Entering a demurrer to the treason indictment, which covers 23 defendants, had been expected, and from the legal point of view is regarded as purely a routine move. From the moral point of view, however, and particularly , considering the effect it may have on public pinion, the outcome of the maneuver is regarded by the defense as of paramount importance.
Treason Charge Resented.
Indictments for murder and conspiracy were more or less expected in the circumstances by the United Mine Workers, but the indictment for treason always rankled. It is their contention that they are as patriotic citizens as anybody, and that they never for an instant contemplated war on the constituted authorities of the United States or West Virginia.
The arguments today, therefore, were followed with more interest than was usual at such a stage an ordinary trial, and many of those accused betrayed not a little tenseness as the attorneys held forth.
The arguments on which the demurrer was based were largely technical, fault being found in one instance with the language of the indictment, and in another with the alleged general character of the offenses charged. The tediousness of the arguments, however, never for an instant acted to break attention with which the case was followed by the crowd in the courtroom.
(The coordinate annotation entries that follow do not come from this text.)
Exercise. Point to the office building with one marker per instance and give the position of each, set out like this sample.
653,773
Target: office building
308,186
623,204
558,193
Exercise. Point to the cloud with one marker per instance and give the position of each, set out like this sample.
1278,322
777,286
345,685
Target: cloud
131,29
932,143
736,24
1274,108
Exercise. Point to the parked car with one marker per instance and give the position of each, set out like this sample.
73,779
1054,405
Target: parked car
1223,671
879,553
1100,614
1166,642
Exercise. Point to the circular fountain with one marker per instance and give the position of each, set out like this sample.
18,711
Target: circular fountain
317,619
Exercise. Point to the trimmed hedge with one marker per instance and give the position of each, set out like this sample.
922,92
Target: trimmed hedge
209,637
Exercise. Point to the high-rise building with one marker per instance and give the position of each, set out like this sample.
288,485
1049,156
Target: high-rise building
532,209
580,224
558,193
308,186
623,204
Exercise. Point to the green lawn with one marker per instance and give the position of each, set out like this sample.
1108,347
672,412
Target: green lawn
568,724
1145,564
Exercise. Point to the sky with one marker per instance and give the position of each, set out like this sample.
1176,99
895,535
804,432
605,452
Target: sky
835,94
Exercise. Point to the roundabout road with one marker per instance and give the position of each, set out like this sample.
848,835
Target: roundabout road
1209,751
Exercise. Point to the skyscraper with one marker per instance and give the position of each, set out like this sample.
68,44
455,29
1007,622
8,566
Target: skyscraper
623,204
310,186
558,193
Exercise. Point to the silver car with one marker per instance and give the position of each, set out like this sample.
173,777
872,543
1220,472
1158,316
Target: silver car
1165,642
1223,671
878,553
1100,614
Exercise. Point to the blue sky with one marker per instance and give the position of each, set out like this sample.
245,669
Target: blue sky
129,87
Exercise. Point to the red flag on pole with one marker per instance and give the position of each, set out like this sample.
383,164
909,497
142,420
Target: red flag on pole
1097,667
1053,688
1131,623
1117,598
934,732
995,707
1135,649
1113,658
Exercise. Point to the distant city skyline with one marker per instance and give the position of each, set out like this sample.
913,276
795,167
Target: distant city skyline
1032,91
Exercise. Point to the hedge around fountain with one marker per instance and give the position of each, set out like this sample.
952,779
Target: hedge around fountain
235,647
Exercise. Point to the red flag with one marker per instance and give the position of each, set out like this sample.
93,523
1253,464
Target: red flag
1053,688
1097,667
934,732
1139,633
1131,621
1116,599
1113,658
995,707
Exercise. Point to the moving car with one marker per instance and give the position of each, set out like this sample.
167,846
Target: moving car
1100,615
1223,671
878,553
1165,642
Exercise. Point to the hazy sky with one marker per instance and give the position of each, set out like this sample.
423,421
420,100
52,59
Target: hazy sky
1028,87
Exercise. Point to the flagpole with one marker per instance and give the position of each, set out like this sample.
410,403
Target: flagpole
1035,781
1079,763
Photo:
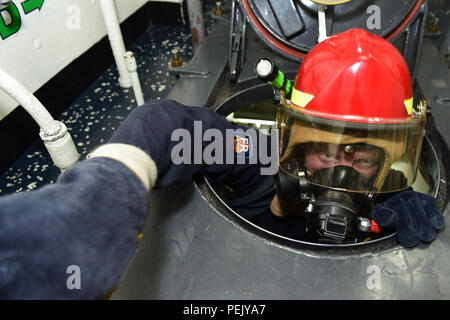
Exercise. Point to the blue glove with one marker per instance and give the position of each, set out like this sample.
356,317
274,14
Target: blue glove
416,216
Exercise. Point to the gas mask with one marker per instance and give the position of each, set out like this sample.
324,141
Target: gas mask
332,214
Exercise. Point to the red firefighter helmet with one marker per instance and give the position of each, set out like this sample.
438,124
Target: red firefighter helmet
353,91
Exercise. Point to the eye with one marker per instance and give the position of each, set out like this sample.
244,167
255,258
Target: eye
327,156
365,163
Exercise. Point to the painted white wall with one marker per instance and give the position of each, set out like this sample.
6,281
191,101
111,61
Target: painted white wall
51,38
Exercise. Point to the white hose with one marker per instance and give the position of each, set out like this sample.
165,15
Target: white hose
116,41
54,133
130,62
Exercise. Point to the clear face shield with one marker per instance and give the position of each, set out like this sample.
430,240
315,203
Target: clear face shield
339,165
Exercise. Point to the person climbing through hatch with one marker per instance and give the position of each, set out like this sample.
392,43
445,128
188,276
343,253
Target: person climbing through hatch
350,140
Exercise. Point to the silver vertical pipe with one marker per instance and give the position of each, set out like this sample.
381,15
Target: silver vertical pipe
195,12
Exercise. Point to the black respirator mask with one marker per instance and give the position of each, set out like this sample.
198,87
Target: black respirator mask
332,214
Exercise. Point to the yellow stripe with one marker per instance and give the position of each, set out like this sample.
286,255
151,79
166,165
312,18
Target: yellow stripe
408,105
301,98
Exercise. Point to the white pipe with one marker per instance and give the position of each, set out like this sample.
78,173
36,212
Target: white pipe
195,11
54,133
130,62
322,24
116,41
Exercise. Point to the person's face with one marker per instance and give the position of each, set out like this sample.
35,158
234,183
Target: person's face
363,159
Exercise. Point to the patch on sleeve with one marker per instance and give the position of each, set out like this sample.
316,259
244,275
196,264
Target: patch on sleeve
242,145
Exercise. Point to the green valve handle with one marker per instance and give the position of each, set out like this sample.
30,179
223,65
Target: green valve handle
267,71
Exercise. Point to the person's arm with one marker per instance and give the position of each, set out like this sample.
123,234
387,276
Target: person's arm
159,126
73,239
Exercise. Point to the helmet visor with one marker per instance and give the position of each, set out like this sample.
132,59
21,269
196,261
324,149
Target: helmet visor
385,156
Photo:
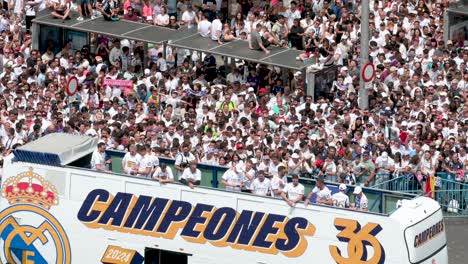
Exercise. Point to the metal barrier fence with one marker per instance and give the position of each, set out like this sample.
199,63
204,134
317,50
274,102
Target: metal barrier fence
380,201
451,194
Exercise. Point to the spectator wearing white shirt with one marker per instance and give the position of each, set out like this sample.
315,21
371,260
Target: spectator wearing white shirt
322,192
341,199
293,192
234,178
146,165
292,13
261,185
294,164
163,174
191,176
216,29
385,166
189,16
131,161
278,182
361,202
162,19
98,160
183,159
204,27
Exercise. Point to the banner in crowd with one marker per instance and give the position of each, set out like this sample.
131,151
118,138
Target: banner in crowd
127,85
196,93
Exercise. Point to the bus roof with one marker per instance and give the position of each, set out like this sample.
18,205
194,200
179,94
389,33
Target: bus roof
57,149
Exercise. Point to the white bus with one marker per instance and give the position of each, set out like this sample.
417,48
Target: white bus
53,210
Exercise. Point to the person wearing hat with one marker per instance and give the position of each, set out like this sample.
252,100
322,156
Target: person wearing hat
98,159
294,164
360,200
341,199
323,193
108,10
163,174
234,178
293,192
189,16
261,185
384,166
191,176
131,161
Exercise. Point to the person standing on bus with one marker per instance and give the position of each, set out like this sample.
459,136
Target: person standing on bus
293,192
261,185
131,161
234,178
278,182
340,199
146,165
183,159
163,174
86,4
322,192
360,203
191,176
98,160
61,8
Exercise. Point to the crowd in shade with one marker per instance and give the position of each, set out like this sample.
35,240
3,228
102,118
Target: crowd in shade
194,109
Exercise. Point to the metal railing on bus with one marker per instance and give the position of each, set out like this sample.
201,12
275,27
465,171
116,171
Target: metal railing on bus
380,201
451,194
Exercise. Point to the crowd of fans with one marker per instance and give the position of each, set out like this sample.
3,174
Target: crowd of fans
248,118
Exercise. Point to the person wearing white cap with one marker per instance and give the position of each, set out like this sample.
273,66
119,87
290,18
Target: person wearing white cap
261,185
360,200
293,192
234,178
341,199
384,166
294,164
191,176
131,161
322,192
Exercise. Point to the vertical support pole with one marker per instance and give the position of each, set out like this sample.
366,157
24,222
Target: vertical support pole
35,31
310,85
165,50
145,56
446,26
363,95
285,76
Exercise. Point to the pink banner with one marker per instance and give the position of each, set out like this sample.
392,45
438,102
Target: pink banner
126,84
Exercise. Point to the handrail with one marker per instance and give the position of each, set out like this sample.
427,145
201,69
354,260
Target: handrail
383,198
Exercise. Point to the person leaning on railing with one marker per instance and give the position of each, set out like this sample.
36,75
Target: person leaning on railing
454,166
191,176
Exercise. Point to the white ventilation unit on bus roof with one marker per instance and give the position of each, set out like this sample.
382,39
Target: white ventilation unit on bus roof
57,149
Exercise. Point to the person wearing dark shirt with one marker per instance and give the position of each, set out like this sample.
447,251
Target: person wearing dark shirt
107,10
209,8
209,67
295,35
259,42
130,15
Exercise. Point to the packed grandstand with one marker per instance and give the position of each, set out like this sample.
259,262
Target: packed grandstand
248,117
Judge J. M. Woods, of Martinsburg, who is presiding, reserved his decision on the demurrer until the morning, and court adjourned about 3.30 this afternoon.
Crowd Has Holiday Air.
The crowd in front of the Courthouse this morning, far from presenting the grim aspect you might expect from men about to go on trial for their lives, were rather a holiday air. The defendants had been provided with ribbons reading “U. M. W. A. – Defendant,” which made them look more like a lot of delegates to a fraternal order convention than men accused of the most serious crimes on the statute books.